Distyl Takes #1 Spot on BIRD Benchmark (Leading Text-to-SQL Benchmark)
This week, the Distyl research team took first place on the leading Text-to-SQL (NL2SQL) benchmark, BIRD. Our state-of-the-art Distillery platform + GPT-4o beat other industry giants (Google, ByteDance, IBM, Stanford etc), and became the first model to cross 70% accuracy.
Not only did we have the highest accuracy, the SQL we generated was also extremely efficient (second place).
Curious about our methodology? Stay tuned for our upcoming research paper! Here’s a sneak peek:
Our Biggest Breakthrough
Most efforts around NL2SQL have indexed highly on schema linking - as seen in content by Databricks, Snowflake, IBM, and Stanford when they topped previous NL2SQL leaderboards. Historically, reducing the noise going into LLMs was a leading way to improve results.
However, starting with GPT-4o, models can now handle the complexity of more complete schemas. We thus shifted focus from reducing noise to increasing the signal given to LLMs. This is a dramatically different approach from how most research has approached NL2SQL - and it has only recently become possible due to the significant improvements to LLMs.

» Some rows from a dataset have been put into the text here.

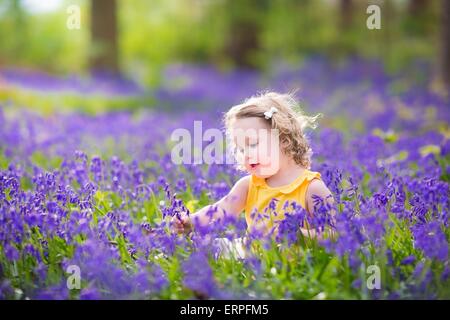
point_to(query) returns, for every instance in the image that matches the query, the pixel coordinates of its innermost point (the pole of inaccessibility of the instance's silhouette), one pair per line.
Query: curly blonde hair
(289, 120)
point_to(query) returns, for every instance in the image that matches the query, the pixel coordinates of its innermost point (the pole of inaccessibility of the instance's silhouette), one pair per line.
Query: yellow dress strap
(305, 177)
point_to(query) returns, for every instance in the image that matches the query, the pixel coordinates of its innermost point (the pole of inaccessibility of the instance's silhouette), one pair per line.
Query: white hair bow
(269, 114)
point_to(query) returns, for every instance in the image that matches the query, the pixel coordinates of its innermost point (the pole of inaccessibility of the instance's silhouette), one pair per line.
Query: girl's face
(257, 146)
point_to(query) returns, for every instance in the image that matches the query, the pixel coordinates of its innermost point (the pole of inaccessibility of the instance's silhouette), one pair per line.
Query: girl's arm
(231, 204)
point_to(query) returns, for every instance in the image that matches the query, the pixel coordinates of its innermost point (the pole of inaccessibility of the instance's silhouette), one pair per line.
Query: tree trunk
(104, 36)
(445, 43)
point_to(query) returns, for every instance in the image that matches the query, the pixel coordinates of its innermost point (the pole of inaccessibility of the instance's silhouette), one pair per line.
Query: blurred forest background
(139, 38)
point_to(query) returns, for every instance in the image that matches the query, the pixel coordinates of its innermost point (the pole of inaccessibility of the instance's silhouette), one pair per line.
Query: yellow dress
(260, 195)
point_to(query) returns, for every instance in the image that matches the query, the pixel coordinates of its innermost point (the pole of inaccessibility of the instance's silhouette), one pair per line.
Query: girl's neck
(289, 171)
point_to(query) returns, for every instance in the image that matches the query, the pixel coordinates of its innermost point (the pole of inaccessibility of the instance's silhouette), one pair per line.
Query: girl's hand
(182, 224)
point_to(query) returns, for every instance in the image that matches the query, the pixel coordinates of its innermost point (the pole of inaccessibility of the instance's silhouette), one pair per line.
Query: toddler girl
(267, 135)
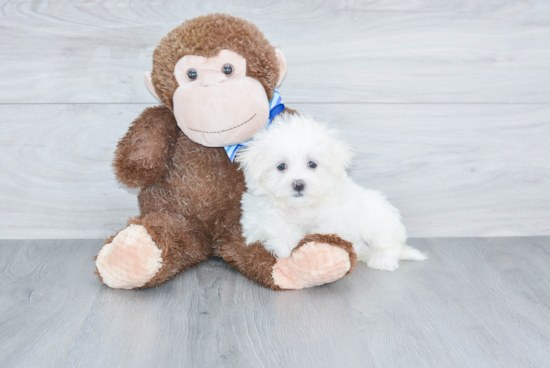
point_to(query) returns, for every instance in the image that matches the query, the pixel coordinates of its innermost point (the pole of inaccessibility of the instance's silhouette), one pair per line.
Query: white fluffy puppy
(296, 175)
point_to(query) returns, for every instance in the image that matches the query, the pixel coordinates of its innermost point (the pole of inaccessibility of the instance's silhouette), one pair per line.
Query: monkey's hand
(317, 260)
(142, 155)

For details on how we increased the signal we sent to the LLMs, check back here when we share the full paper!
Other Highlights
Our NL2SQL model also uses state-of-the-art techniques and unique methodologies for both self-evaluation and self-correction. These were also critical to our results, since each of these added significant robustness and accuracy to the system.

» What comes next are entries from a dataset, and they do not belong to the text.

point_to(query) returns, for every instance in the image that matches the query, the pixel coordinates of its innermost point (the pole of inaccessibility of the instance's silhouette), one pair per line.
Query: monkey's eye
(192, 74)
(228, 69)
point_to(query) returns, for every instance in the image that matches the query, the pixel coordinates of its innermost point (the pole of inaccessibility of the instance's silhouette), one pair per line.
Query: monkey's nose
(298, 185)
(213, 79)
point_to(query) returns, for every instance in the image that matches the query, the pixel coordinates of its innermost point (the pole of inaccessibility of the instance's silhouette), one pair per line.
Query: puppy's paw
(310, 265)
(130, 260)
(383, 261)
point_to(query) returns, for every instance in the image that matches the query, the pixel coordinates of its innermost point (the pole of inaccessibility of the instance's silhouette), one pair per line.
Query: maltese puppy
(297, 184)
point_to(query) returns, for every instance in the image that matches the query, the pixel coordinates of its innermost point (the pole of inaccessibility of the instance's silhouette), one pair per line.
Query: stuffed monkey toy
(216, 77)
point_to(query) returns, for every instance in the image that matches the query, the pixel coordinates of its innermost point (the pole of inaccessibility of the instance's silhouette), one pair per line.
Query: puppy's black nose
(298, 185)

Other Considerations Around NL2SQL Adoption
In addition to needing a generally robust solution for NL2SQL creation, enterprise adoption requires additional work. Companies typically have a significant amount of internal knowledge that needs to be reflected in the SQL, or in the interpretation of the NL, or often both. Having an efficient way to find the relevant domain information and integrate that into the NL2SQL is a critical component of any solution. Fortunately, at Distyl we believe in working from use-cases backwards. This means that our NL2SQL solution is built with enterprise contexts in mind - so it can effectively incorporate internal knowledge on top of our leading NL2SQL model.
Why BIRD Matters
While there are other NL2SQL benchmarks, those have generally been considered “solved”. A benchmark is considered “solved” once scores cross ~90%. WikiSQL, an early NL2SQL benchmark, crossed 90% in about 2021. The next benchmark was Spider, which hit that threshold in 2023. BIRD is the newest NL2SQL benchmark, and is different from the previous ones because it introduces “slop” - the tables are messy, and the input queries are also intentionally not clean. In short, BIRD is both more representative of real-world datasets than previous benchmarks, and is currently the leading NL2SQL benchmark. Even with our improvements, there is space for another 20% of accuracy improvements before this benchmark is considered solved, so we’re excited to keep pushing this frontier forward!